Camus’nun da gözlemlediği üzere, veba salgını “her insanın hayatının nev-i şahsına münhasırlığı”nı ortadan kaldırır; zira her bir bireyin ne denli savunmasız ve geleceği planlamada kudretsiz olduğu hususunda farkındalığını artırır. Öyle ki ölüm adeta kapı komşusu olmuştur. Bir salgından sonra yaşayan herkes “sağ kurtulan” unvanını alabilir.
Peki ama kendi vebamızın hatırası ne kadar sürecek? Acaba bugünleri sadece birkaç yıl sonra, Şair Joseph Brodsky’nin bir zamanlar bir mahkûmun varlığını tasvir ettiği dizeleri gibi “zaman bolluğuyla telafi edilen mekân darlığı”nın yol açtığı bir tür kitlesel halüsinasyon olarak mı hatırlayacağız?

 

Bilim yazarı Laura Spinney, Solgun Süvari: 1918 İspanyol Gribi Dünyayı Nasıl Değiştirdi? (Pale Rider: The Spanish Flu of 1918 and How it Changed the World) başlıklı muhteşem kitabında, 1918-20 İspanyol gribi pandemisinin -en azından tek bir sebepten kaynaklanan can kaybı bakımından- 20. yüzyılın en trajik olayı olduğunu ortaya koyuyor. Ölü sayısı hem Birinci hem de İkinci Dünya Savaşı’nı aşmış olup belki de iki savaşın toplamı kadar insanın hayatına mâl olmuştur. Yine de Spinney’nin belirttiği gibi, “20. yüzyılın en büyük felaketi neydi diye sorulduğunda neredeyse hiç kimse İspanyol gribi cevabını vermiyor.”

 

Daha şaşırtıcı olanı, tarihçilerin bile bu trajediyi unutmuş görünmesi. 2017’de dünyanın en büyük kütüphane kataloğu olan WorldCat, Birinci Dünya Savaşı ile ilgili (40’tan fazla dilde) yaklaşık 80.000 kitabı listelerken İspanyol gribini konu alan kitapların sayısı (beş dilde) zar zor 400’e ulaşıyordu.

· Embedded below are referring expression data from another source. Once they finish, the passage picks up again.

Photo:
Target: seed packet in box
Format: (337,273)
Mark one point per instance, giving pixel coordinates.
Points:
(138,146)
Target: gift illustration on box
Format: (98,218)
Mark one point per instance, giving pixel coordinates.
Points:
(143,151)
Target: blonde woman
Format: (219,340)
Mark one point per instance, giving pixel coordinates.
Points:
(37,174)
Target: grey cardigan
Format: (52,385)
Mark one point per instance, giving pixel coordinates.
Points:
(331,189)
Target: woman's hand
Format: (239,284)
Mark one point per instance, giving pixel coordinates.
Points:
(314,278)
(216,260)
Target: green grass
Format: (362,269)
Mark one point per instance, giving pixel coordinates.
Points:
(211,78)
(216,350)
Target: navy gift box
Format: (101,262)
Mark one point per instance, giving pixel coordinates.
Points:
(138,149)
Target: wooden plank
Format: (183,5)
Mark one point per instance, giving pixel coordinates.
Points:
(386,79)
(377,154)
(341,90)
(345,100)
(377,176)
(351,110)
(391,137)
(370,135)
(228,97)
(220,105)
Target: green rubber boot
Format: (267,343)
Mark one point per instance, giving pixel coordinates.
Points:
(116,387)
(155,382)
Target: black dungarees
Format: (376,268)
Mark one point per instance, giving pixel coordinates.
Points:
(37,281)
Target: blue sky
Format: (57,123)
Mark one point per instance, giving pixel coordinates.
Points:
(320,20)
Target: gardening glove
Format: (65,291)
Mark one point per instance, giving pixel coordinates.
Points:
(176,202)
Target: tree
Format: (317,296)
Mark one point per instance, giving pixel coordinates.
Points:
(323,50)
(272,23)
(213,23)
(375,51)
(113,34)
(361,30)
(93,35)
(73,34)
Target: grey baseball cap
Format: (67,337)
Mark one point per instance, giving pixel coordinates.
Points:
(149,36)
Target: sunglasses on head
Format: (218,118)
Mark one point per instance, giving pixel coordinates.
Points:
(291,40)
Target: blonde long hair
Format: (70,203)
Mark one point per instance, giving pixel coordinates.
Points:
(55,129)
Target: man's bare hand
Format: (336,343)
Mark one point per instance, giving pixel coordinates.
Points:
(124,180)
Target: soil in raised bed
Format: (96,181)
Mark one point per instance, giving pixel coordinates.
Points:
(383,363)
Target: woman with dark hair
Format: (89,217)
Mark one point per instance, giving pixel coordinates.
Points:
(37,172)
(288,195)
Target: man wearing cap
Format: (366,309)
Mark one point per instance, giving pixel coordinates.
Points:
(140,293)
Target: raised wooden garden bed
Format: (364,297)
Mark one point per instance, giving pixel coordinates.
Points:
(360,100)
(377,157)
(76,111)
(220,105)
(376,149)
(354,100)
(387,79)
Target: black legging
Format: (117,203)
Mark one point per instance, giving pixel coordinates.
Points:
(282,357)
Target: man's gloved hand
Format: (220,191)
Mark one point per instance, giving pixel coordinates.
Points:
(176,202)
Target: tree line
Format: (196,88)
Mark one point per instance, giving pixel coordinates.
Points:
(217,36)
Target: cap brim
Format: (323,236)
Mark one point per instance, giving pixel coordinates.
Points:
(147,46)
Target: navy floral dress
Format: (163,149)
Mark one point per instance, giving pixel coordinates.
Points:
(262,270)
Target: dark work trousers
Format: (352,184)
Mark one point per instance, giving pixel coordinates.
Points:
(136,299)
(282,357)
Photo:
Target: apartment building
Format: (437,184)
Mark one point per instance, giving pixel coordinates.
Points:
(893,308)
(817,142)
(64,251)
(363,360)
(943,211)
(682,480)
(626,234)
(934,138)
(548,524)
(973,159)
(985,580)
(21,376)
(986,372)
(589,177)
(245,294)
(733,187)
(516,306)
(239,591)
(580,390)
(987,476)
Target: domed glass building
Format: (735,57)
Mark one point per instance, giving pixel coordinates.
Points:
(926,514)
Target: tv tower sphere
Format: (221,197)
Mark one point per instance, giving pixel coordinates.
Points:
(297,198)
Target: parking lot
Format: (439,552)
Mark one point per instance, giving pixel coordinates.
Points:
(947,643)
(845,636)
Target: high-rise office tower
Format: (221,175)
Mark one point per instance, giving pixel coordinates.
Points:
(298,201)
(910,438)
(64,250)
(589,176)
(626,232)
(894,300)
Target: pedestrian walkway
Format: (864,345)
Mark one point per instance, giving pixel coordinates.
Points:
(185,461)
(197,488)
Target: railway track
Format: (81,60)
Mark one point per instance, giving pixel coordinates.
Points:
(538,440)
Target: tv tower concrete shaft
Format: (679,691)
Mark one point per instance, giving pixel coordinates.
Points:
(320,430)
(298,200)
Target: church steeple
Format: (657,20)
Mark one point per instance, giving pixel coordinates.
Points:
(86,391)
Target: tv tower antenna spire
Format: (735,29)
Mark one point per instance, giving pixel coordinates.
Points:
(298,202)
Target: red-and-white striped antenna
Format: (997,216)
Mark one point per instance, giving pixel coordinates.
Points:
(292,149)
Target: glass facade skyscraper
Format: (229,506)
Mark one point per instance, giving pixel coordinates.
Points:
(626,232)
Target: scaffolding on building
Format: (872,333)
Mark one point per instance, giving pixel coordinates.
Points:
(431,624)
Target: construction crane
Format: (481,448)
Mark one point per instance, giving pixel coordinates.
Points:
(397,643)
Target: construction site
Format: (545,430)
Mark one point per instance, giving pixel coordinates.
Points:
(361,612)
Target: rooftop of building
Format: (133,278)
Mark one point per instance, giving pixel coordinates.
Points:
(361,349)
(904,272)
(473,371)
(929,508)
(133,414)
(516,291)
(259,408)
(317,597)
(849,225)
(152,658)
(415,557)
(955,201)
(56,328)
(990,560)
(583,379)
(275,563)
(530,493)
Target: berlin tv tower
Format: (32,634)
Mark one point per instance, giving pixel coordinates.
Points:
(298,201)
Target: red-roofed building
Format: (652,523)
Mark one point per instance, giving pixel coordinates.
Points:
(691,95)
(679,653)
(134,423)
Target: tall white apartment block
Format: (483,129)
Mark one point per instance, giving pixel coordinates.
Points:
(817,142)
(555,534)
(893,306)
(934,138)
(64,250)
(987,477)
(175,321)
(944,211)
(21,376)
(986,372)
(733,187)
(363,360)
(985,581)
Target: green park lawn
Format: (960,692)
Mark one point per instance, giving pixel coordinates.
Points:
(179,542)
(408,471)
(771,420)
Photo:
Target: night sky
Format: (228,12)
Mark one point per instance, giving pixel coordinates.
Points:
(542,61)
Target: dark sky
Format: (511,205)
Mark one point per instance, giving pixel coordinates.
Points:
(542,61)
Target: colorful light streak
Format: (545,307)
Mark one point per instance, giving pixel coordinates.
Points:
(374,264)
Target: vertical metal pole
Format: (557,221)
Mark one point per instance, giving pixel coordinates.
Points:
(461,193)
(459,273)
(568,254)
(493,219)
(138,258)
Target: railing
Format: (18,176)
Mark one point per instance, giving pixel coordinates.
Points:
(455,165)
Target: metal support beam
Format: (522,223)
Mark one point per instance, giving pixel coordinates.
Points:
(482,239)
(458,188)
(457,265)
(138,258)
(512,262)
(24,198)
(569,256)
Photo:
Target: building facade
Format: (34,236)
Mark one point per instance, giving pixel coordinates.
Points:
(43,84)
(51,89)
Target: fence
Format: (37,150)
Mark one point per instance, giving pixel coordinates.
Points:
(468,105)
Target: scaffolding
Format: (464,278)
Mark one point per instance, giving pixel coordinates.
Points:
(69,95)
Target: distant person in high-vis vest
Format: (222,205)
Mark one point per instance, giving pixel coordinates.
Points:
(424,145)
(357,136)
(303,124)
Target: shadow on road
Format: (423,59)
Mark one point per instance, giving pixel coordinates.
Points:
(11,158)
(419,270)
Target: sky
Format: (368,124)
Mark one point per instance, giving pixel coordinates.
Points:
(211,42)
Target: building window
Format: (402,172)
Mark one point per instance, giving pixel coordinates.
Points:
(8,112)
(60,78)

Birinci Dünya Savaşı’na kıyasla en az beş kat daha fazla insanı öldüren bir salgın, nasıl oluyor da 200 kat daha az kitap yayınıyla sonuçlanıyor? Neden savaşları ve devrimleri hatırlıyoruz da ekonomilerimizi, siyasetlerimizi ve toplumlarımızı temelden etkileyen salgınları unutuyoruz?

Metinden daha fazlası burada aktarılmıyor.